The role of hydroxyindoles in protecting neuronal cultures from ferroptosis.

Hydroxyindoles are organic compounds characterized by a hydroxyl group attached to an indole ring. One notable example is 5-hydroxyindole, which can be found in humans, plants, and microorganisms. The structure of 5-hydroxyindole is integral to molecules such as melanin, serotonin and 5-hydroxyindoleacetic acid (a serotonin metabolite). Ferroptosis is a regulated form of cell death driven by uncontrolled phospholipid peroxidation, which has been linked to the pathogenesis of neurodegenerative diseases, including Alzheimer's and Parkinson's.
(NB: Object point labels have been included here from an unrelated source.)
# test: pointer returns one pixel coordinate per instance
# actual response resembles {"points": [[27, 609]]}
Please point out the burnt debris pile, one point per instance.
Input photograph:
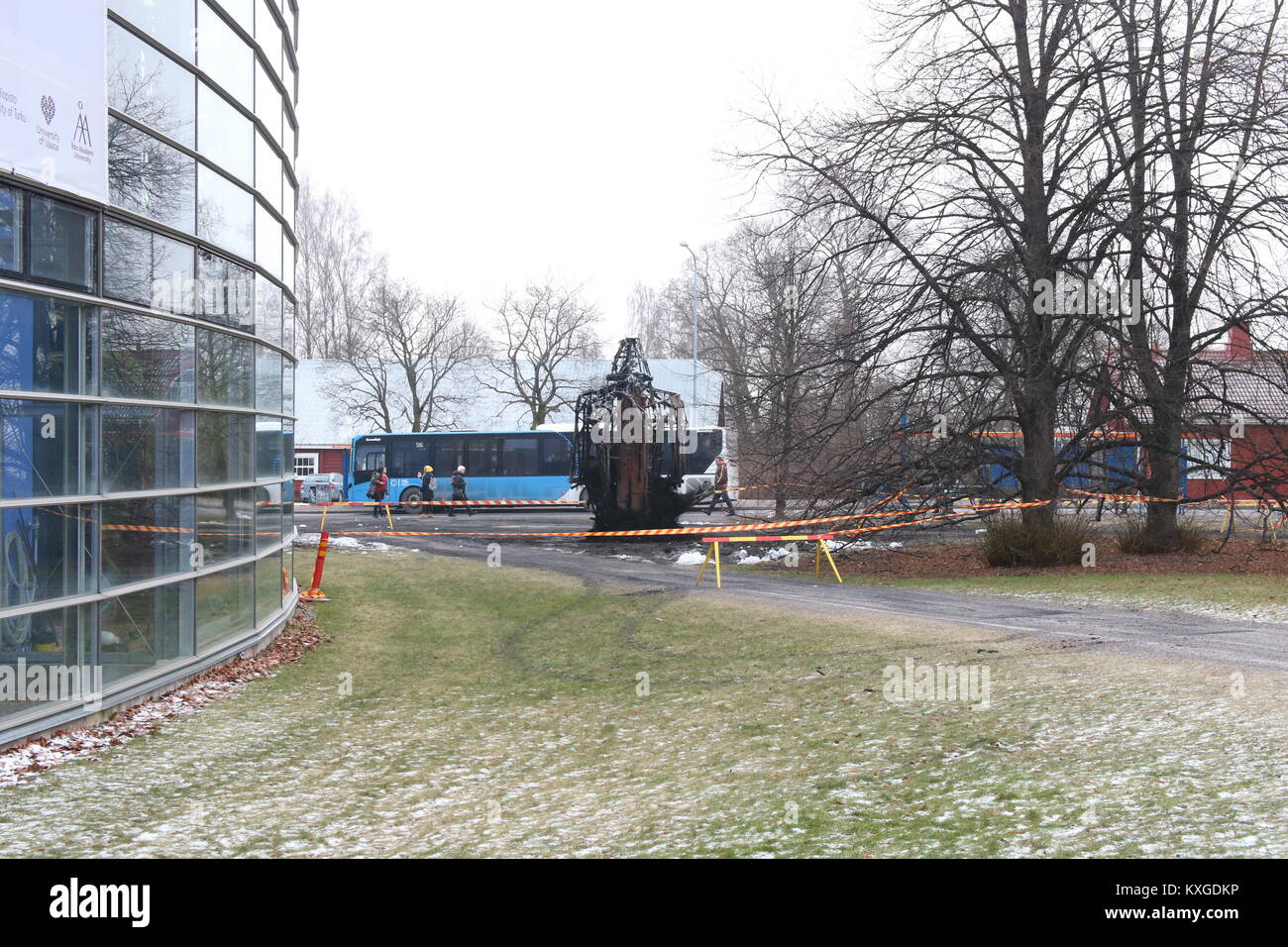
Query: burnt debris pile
{"points": [[630, 441]]}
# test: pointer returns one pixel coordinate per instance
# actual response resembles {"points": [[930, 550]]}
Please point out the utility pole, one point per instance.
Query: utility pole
{"points": [[694, 309]]}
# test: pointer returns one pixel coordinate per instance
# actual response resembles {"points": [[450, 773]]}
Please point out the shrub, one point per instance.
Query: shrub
{"points": [[1136, 540], [1012, 541]]}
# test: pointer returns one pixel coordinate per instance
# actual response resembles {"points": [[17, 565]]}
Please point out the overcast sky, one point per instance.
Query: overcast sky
{"points": [[487, 145]]}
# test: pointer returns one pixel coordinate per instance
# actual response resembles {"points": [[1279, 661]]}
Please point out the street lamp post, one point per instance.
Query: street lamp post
{"points": [[694, 309]]}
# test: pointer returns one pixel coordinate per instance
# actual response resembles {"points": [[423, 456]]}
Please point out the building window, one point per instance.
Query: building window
{"points": [[146, 629], [1207, 459], [11, 230], [62, 243], [150, 86], [147, 359], [47, 449], [46, 346], [146, 449], [149, 176], [226, 604]]}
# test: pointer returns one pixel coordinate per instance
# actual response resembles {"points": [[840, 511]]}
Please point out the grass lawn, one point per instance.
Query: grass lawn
{"points": [[498, 711]]}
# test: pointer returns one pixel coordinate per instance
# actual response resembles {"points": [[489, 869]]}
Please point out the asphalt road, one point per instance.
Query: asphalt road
{"points": [[651, 564]]}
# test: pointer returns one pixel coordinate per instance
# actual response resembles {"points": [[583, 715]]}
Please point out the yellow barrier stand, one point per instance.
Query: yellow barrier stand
{"points": [[715, 545], [819, 552]]}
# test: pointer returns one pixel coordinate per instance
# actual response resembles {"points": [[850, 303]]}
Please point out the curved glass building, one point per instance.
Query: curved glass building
{"points": [[146, 352]]}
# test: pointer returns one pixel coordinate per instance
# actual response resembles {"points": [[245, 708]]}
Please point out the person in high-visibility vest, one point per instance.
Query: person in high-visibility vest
{"points": [[428, 484], [721, 487]]}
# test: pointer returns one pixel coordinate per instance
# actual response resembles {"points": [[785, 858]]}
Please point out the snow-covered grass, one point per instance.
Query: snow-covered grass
{"points": [[498, 711]]}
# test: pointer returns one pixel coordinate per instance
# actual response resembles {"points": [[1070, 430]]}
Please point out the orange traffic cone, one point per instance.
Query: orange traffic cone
{"points": [[314, 591]]}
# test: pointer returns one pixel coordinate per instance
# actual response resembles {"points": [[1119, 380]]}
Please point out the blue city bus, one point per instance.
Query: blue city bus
{"points": [[498, 464]]}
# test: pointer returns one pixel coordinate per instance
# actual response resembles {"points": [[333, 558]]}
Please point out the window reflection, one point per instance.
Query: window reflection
{"points": [[227, 291], [226, 604], [147, 359], [224, 136], [226, 525], [46, 346], [226, 213], [141, 265], [146, 629], [268, 447], [132, 554], [226, 449], [268, 379], [171, 24], [146, 449], [224, 365], [223, 54], [149, 176], [47, 553], [268, 241], [11, 230], [62, 243], [149, 85], [47, 449]]}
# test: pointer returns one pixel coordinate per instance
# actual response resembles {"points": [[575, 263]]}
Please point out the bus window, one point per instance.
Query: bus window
{"points": [[407, 457], [481, 455], [554, 457], [447, 455], [707, 447], [519, 457], [369, 459]]}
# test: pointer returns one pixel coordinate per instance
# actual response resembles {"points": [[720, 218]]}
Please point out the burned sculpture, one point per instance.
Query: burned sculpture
{"points": [[630, 447]]}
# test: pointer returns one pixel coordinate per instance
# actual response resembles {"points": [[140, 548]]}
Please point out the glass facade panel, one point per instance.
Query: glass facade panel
{"points": [[224, 136], [227, 291], [11, 230], [226, 449], [184, 398], [224, 368], [226, 525], [223, 54], [146, 449], [47, 449], [171, 24], [226, 213], [147, 359], [46, 346], [150, 86], [150, 178], [60, 243], [268, 171], [51, 638], [47, 553], [268, 102], [268, 241], [226, 604], [268, 447], [146, 629], [268, 515], [149, 268], [163, 548], [268, 379], [268, 311], [268, 585]]}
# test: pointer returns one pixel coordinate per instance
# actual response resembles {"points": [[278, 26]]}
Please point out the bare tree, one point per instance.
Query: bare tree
{"points": [[411, 348], [541, 330], [336, 273]]}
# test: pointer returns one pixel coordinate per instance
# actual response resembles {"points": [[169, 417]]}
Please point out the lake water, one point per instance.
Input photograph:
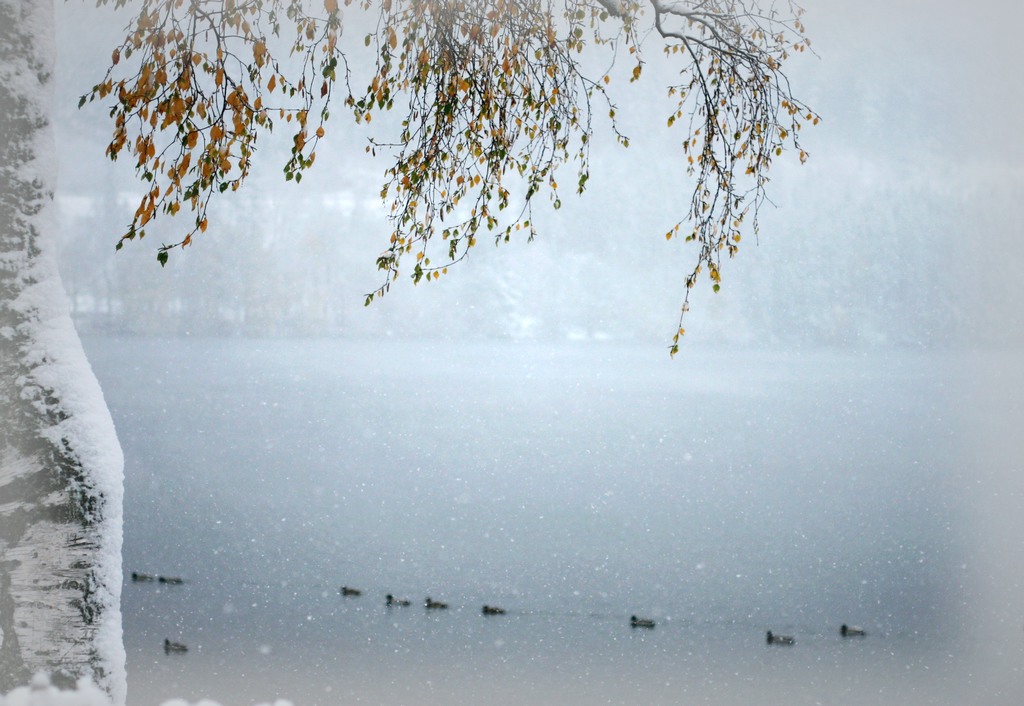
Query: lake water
{"points": [[723, 495]]}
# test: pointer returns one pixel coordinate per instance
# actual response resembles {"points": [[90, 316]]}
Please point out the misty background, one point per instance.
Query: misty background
{"points": [[897, 233], [840, 433]]}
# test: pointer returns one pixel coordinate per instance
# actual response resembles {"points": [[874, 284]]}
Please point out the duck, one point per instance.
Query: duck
{"points": [[641, 622], [170, 647], [780, 639]]}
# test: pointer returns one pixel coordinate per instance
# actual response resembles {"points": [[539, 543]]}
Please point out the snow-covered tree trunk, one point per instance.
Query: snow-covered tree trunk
{"points": [[60, 465]]}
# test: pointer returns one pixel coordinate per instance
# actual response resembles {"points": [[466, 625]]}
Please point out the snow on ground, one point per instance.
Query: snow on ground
{"points": [[42, 693]]}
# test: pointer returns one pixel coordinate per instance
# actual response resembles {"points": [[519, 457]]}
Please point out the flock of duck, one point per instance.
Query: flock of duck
{"points": [[171, 647], [635, 622]]}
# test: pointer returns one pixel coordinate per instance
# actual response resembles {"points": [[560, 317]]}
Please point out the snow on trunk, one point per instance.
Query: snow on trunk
{"points": [[60, 464]]}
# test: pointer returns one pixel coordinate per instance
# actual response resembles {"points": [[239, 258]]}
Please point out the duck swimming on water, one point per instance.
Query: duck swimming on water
{"points": [[641, 622], [780, 639]]}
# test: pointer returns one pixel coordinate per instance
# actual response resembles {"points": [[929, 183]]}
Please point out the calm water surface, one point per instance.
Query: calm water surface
{"points": [[722, 495]]}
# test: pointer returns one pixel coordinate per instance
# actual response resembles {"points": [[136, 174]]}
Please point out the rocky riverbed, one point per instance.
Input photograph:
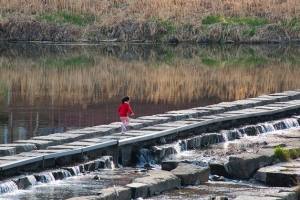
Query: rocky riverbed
{"points": [[254, 174]]}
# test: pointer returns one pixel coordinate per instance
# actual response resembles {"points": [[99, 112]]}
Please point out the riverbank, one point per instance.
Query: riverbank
{"points": [[156, 22]]}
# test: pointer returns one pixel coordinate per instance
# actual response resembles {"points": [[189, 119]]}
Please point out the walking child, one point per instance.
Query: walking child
{"points": [[124, 109]]}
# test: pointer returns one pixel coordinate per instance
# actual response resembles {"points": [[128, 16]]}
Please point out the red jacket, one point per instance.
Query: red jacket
{"points": [[124, 108]]}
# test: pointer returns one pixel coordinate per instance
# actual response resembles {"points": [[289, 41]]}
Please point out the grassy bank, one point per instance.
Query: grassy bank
{"points": [[225, 21]]}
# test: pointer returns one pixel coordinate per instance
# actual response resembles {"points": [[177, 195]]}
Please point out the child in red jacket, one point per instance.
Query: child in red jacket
{"points": [[124, 109]]}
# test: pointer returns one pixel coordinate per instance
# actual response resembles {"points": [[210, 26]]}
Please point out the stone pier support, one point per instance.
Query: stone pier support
{"points": [[125, 155]]}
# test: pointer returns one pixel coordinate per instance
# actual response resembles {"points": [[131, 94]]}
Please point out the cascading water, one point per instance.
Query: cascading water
{"points": [[159, 153], [8, 186]]}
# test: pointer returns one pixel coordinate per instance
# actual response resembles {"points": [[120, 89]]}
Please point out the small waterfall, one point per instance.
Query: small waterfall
{"points": [[184, 145], [225, 136], [270, 127], [66, 174], [266, 127], [45, 177], [289, 123], [75, 170], [145, 157], [8, 186]]}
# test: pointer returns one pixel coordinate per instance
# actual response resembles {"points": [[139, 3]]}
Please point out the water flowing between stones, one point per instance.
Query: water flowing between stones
{"points": [[199, 150]]}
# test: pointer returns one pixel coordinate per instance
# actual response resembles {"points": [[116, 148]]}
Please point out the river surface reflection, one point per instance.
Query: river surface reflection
{"points": [[49, 88]]}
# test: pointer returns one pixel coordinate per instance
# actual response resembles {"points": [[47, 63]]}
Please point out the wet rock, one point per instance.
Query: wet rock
{"points": [[157, 181], [216, 178], [61, 174], [25, 182], [169, 165], [138, 190], [191, 174], [281, 174], [245, 165], [112, 193]]}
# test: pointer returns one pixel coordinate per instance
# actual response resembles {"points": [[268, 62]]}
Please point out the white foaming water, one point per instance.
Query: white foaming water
{"points": [[9, 186]]}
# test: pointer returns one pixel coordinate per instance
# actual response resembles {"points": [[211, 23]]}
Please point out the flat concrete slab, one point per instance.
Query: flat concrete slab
{"points": [[279, 97], [155, 128], [82, 144], [40, 144], [117, 136], [156, 119], [97, 140], [94, 131], [135, 133], [71, 137], [65, 147], [228, 106], [188, 113], [174, 116], [144, 122], [264, 100], [170, 125], [201, 111], [247, 103], [21, 147], [114, 127], [7, 151], [56, 140], [131, 126]]}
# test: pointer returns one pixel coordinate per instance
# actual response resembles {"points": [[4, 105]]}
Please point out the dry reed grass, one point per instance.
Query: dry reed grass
{"points": [[185, 80], [179, 11]]}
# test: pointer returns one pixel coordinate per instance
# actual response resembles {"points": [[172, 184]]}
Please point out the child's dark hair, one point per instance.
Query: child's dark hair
{"points": [[126, 98]]}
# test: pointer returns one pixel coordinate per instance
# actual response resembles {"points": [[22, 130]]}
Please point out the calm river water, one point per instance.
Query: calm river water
{"points": [[49, 88]]}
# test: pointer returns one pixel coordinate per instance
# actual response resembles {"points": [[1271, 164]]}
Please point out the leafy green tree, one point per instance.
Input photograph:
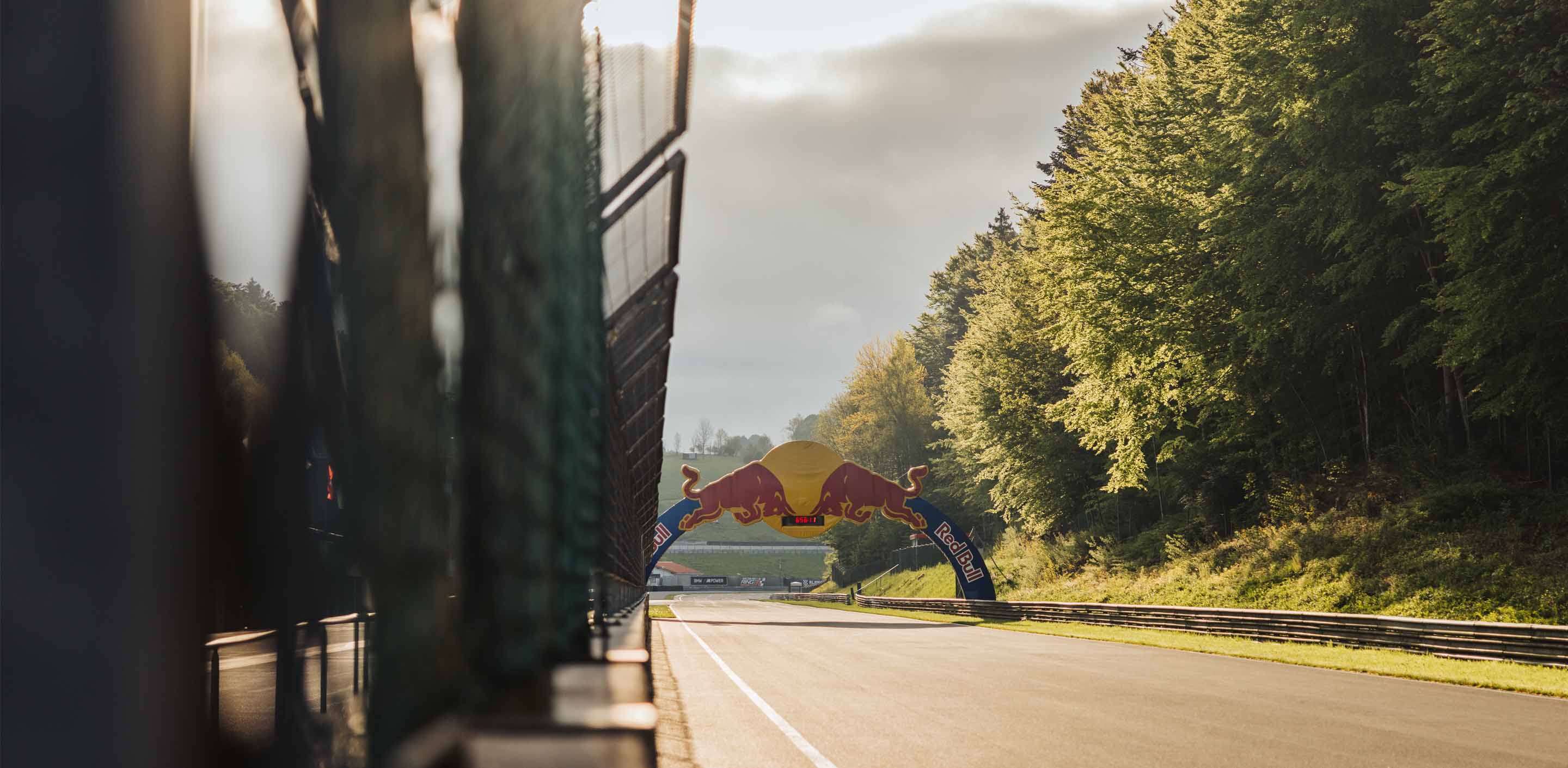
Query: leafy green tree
{"points": [[802, 427], [1487, 174], [949, 298]]}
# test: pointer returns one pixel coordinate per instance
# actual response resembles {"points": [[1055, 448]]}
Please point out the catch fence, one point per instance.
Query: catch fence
{"points": [[1474, 640]]}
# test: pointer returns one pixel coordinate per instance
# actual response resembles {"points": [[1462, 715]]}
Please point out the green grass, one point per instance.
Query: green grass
{"points": [[1454, 554], [927, 582], [725, 529], [1396, 663], [797, 565]]}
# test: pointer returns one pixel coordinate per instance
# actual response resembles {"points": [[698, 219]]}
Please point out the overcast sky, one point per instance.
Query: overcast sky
{"points": [[838, 154], [831, 172]]}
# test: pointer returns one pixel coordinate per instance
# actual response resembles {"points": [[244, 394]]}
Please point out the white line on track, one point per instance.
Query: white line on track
{"points": [[817, 759]]}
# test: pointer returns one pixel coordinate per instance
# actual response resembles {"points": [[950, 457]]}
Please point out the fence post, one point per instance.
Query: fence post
{"points": [[323, 663], [357, 651], [212, 688]]}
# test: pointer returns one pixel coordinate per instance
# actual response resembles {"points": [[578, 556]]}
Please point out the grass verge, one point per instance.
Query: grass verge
{"points": [[1508, 676]]}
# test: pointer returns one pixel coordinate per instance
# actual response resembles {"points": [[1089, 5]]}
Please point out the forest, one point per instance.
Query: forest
{"points": [[1293, 267]]}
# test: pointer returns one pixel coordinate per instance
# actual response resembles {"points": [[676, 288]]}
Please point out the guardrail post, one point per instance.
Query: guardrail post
{"points": [[212, 688], [323, 663], [357, 651]]}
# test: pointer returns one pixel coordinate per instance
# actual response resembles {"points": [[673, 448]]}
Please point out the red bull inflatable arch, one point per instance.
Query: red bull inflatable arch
{"points": [[802, 490]]}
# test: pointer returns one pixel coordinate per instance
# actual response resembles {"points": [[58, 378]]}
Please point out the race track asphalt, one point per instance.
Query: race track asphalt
{"points": [[865, 690]]}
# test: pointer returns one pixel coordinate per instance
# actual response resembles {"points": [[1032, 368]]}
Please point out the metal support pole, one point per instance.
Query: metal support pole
{"points": [[323, 665], [366, 685], [357, 651], [212, 688]]}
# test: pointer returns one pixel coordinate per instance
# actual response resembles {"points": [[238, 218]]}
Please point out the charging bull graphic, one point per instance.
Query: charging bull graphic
{"points": [[802, 490], [751, 492], [855, 494]]}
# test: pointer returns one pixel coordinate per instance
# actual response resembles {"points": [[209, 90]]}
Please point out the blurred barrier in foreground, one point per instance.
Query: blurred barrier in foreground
{"points": [[1478, 640]]}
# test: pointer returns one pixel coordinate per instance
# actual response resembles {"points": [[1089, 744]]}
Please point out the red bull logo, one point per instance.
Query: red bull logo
{"points": [[750, 492], [856, 494]]}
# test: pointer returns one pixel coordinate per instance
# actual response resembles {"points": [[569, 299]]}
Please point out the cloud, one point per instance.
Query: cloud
{"points": [[824, 188]]}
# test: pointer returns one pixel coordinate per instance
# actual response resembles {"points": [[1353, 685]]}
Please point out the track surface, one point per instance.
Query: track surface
{"points": [[866, 690]]}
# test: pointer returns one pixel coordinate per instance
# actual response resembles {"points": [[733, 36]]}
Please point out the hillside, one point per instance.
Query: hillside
{"points": [[1470, 551], [794, 565]]}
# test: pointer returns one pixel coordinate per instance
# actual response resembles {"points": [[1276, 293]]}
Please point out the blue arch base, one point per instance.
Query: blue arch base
{"points": [[974, 577], [667, 531], [968, 563]]}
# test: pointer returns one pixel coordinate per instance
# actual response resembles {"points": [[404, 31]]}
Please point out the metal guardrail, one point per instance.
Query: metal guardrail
{"points": [[361, 660], [819, 598], [1476, 640]]}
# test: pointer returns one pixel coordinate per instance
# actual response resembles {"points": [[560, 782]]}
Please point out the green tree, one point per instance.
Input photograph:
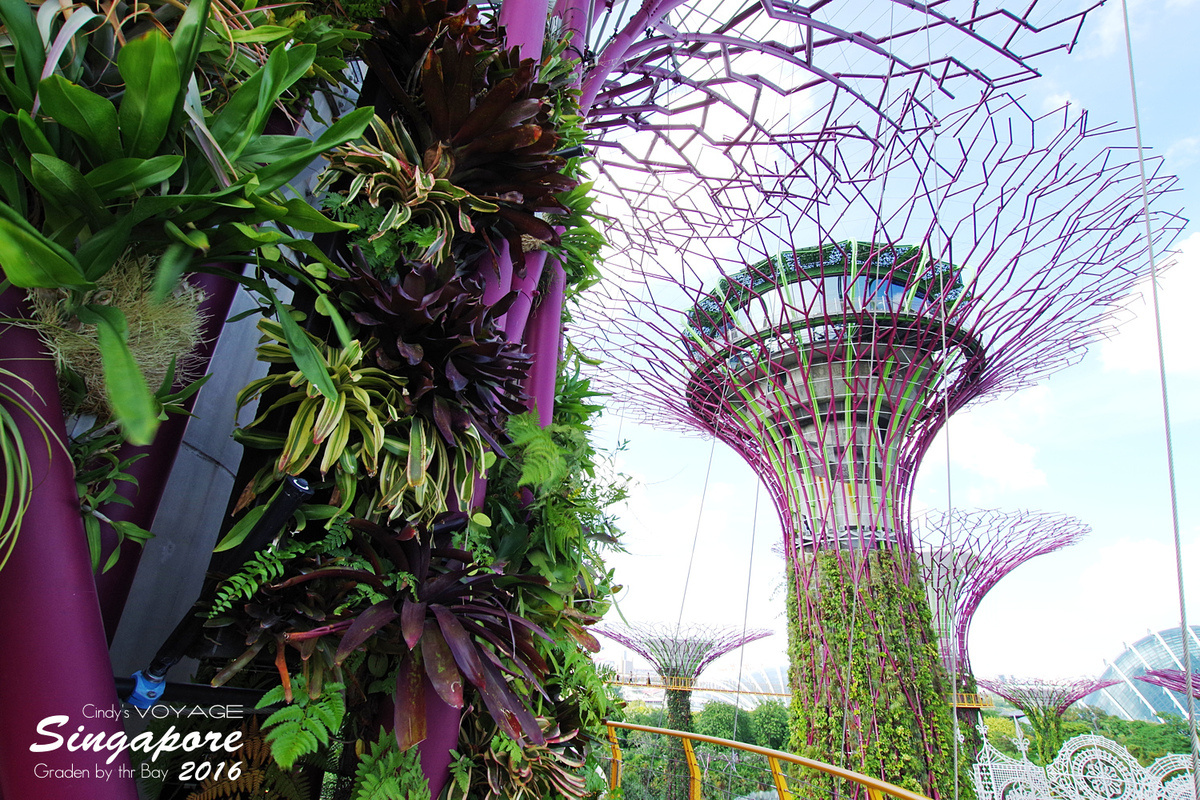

The impact of hydroxyindoles on ferroptosis remains largely unexplored. This study tests the hypothesis that different hydroxyindoles can modulate ferroptosis in neuronal cultures through specific structure-activity relationships. We used various pathway-specific inducers, including erastin, RSL3, and FINO2, to induce ferroptosis. Cytotoxicity was evaluated using calcein AM, MTT (thiazolyl blue tetrazolium bromide), and LDH (lactate dehydrogenase) release assays. Glutathione levels were measured with the monochlorobimane assay, and intracellular ATP (adenosine triphosphate) levels were quantified using the ATP-Glo™ Bioluminometric cell viability assay. We also performed the ABTS (2,2'-azino-bis(3-ethylbenzothiazoline-6-sulfonic acid)) assay to evaluate the radical-trapping antioxidant activity of the compounds. Our findings indicate that hydroxyindoles function as a class of ferroptosis inhibitors in cell cultures. Among the hydroxyindole analogs studied, 3-hydroxyindole emerged as the most potent inhibitor of ferroptosis in both HT-22 (mouse hippocampal neurons) and N27 (rat dopaminergic neurons) cell lines. In contrast, 5-hydroxyindole and its specific analogs, such as serotonin and 5-hydroxyindoleacetic acid, were found to be less effective in inhibiting ferroptosis in HT-22 cells. Further investigations into the underlying mechanisms revealed that hydroxyindoles inhibit ferroptosis through their intrinsic radical-trapping antioxidant activity. In conclusion, several hydroxyindole analogs, including 3-hydroxyindole, 6-hydroxyindole, and 7-hydroxyindole, have been identified as inhibitors of ferroptosis, highlighting their potential as therapeutic agents for conditions involving neuronal loss caused by ferroptosis.